Mars rises in the early morning south of Leo in the early part of the month. It’s moving toward Virgo and will be close to the Virgo star Zavijava when December starts. Virgo’s bright star Spica is rising in the morning sky by November’s end. The moon passes it on the 29th.

Mercury, emerging from the sun’s glare in the morning sky, rises soon after Spica after about eight days into November. Mercury will rise earlier and earlier each day until it’s at greatest elongation on the 18th. However, the stars behind it will rise even earlier to make it look like the planet isn’t keeping up. Meanwhile, Comet ISON is closing in from above.

ISON will be about the same distance above Spica as Mercury is below it on the 15th. The comet will be close to the star on the 17th and will have passed it by the 18th. Watch for ISON and Mercury to be side by side on the 22nd. By this time, Saturn is emerging from conjunction with the sun to appear below Mercury and ISON. ISON is to the right of the two planets on the 23rd.

Look from morning to morning and you’ll see the comet is heading fast toward the sun. Unless it has brightened so much as to see it in daylight, don’t expect to see more than its tail in the morning sky by the 26th. That’s when Saturn is less than 0.7° west of Mercury. The two planets are between the Libra stars Zubeneschamali and Zubenelgenubi. In just a few more morning, the month will end with Mercury having dropped below Saturn.
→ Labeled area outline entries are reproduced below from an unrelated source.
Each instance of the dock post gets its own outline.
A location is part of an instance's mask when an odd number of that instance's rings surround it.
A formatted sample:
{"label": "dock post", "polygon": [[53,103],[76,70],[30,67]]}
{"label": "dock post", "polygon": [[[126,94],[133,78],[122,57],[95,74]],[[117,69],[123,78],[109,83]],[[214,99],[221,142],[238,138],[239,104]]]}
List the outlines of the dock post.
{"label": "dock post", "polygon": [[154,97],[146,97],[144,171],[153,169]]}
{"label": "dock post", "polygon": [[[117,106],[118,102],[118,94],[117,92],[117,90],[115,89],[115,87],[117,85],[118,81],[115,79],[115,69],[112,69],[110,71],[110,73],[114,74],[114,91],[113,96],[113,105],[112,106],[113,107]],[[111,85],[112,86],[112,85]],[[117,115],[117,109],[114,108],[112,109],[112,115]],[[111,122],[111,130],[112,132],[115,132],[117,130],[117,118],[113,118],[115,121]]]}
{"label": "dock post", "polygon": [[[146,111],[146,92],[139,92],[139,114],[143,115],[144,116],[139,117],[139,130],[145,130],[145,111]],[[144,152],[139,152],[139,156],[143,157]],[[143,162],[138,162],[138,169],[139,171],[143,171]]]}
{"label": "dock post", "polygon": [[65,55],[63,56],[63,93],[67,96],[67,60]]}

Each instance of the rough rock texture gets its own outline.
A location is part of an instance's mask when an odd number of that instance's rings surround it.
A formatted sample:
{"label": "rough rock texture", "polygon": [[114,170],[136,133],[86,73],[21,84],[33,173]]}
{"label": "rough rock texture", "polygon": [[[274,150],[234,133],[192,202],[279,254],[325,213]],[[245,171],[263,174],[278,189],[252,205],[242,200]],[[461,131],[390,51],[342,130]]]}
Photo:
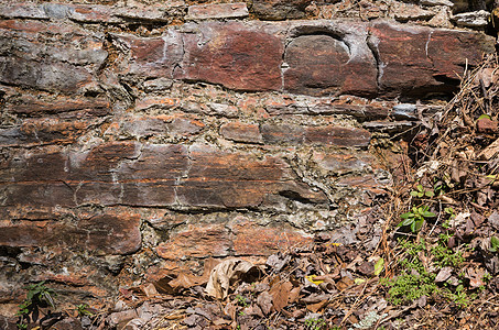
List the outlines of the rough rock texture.
{"label": "rough rock texture", "polygon": [[349,223],[392,180],[380,139],[495,45],[364,2],[0,2],[0,304],[39,280],[97,301]]}

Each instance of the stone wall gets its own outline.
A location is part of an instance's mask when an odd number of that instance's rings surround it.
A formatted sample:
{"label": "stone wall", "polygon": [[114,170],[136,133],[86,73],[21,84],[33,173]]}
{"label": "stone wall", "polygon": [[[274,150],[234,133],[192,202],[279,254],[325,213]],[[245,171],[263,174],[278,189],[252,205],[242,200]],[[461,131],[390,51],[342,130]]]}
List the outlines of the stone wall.
{"label": "stone wall", "polygon": [[400,133],[495,51],[448,0],[127,2],[1,3],[3,314],[29,282],[98,301],[351,239]]}

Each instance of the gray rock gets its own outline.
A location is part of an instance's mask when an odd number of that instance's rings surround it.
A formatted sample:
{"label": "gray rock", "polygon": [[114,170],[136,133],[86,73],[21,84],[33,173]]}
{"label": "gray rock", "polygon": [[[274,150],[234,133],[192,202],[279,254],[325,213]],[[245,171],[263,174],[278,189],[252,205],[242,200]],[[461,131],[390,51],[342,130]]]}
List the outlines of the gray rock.
{"label": "gray rock", "polygon": [[415,121],[370,121],[364,124],[364,128],[369,131],[400,133],[413,128],[417,122]]}
{"label": "gray rock", "polygon": [[456,25],[466,28],[485,28],[488,24],[490,13],[485,10],[464,12],[451,18]]}
{"label": "gray rock", "polygon": [[187,20],[242,19],[249,15],[245,2],[191,6]]}
{"label": "gray rock", "polygon": [[43,10],[42,6],[35,6],[33,3],[23,3],[17,6],[2,4],[0,6],[0,16],[7,19],[50,19],[50,16]]}
{"label": "gray rock", "polygon": [[454,7],[454,2],[451,0],[420,0],[420,4],[422,6],[447,6]]}

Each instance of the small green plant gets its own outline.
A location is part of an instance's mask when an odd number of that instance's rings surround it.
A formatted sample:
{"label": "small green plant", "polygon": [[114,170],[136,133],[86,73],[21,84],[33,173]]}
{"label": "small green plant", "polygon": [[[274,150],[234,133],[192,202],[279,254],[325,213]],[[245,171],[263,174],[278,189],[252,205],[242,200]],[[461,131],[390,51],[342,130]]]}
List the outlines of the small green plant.
{"label": "small green plant", "polygon": [[[378,322],[380,319],[386,318],[388,314],[382,314],[379,316],[376,310],[372,310],[362,320],[360,320],[358,323],[355,323],[354,328],[361,330],[371,329],[372,326],[376,324],[376,322]],[[354,328],[349,328],[348,330],[354,330]]]}
{"label": "small green plant", "polygon": [[459,267],[465,262],[463,252],[454,252],[442,244],[433,246],[431,252],[435,256],[435,265],[438,267]]}
{"label": "small green plant", "polygon": [[411,193],[409,193],[412,197],[419,197],[419,198],[422,198],[422,197],[433,197],[435,196],[435,193],[433,193],[432,190],[426,190],[424,189],[423,185],[417,185],[415,190],[412,190]]}
{"label": "small green plant", "polygon": [[89,316],[89,317],[93,317],[94,314],[91,311],[89,311],[88,309],[88,305],[87,304],[79,304],[76,306],[76,311],[78,312],[78,316]]}
{"label": "small green plant", "polygon": [[412,207],[411,212],[402,213],[403,220],[397,227],[410,227],[412,232],[417,232],[423,227],[424,219],[435,217],[435,213],[429,211],[429,206]]}
{"label": "small green plant", "polygon": [[468,295],[466,293],[465,287],[462,284],[459,284],[456,287],[455,293],[452,293],[451,290],[445,289],[444,290],[444,296],[446,296],[451,301],[453,301],[454,304],[456,304],[460,308],[468,307],[469,302],[477,297],[476,294]]}
{"label": "small green plant", "polygon": [[499,239],[496,238],[496,237],[491,237],[490,238],[490,248],[489,248],[489,251],[490,252],[497,252],[499,251]]}
{"label": "small green plant", "polygon": [[19,305],[19,310],[15,314],[19,317],[18,328],[26,329],[30,321],[36,321],[39,309],[45,307],[55,308],[53,289],[45,286],[42,280],[37,284],[30,284],[25,287],[28,289],[26,298]]}
{"label": "small green plant", "polygon": [[307,330],[322,330],[326,329],[326,321],[321,318],[308,318],[305,320]]}
{"label": "small green plant", "polygon": [[237,295],[236,300],[239,306],[248,307],[248,300],[246,299],[246,297],[242,297],[241,295]]}

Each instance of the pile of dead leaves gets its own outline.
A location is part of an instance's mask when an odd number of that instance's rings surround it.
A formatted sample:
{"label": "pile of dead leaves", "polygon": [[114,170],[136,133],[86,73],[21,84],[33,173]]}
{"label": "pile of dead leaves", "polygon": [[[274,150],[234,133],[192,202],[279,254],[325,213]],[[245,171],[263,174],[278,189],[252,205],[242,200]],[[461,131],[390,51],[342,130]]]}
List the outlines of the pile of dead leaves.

From planet watching, you would reasonably expect Comet ISON to reemerge in the evening sky as quickly as it disappears this month from the morning sky. However, ISON’s orbit isn’t like a planet’s. It will reemerge into the morning sky! So early birds can look for it again in December.

A rare hybrid solar eclipse happens on the 3rd. For properly positioned ships in the Atlantic Ocean or people on land in Africa, the moon will pass directly in front of the sun. When the eclipse begins south of Bermuda, the moon is too far from Earth to block the entire sun, so there’s an annular eclipse. People will see a ring of the sun surrounding a black disk of the moon. Farther along the line of the central eclipse, it becomes a total eclipse because the moon will be close enough there to block the entire solar disk.

Partial solar eclipse phases will be visible from northeastern South America, most of the Atlantic, southern Europe, and nearly all of Africa.

There’s enough info to get you started on an exciting month. ¡SkyCaramba!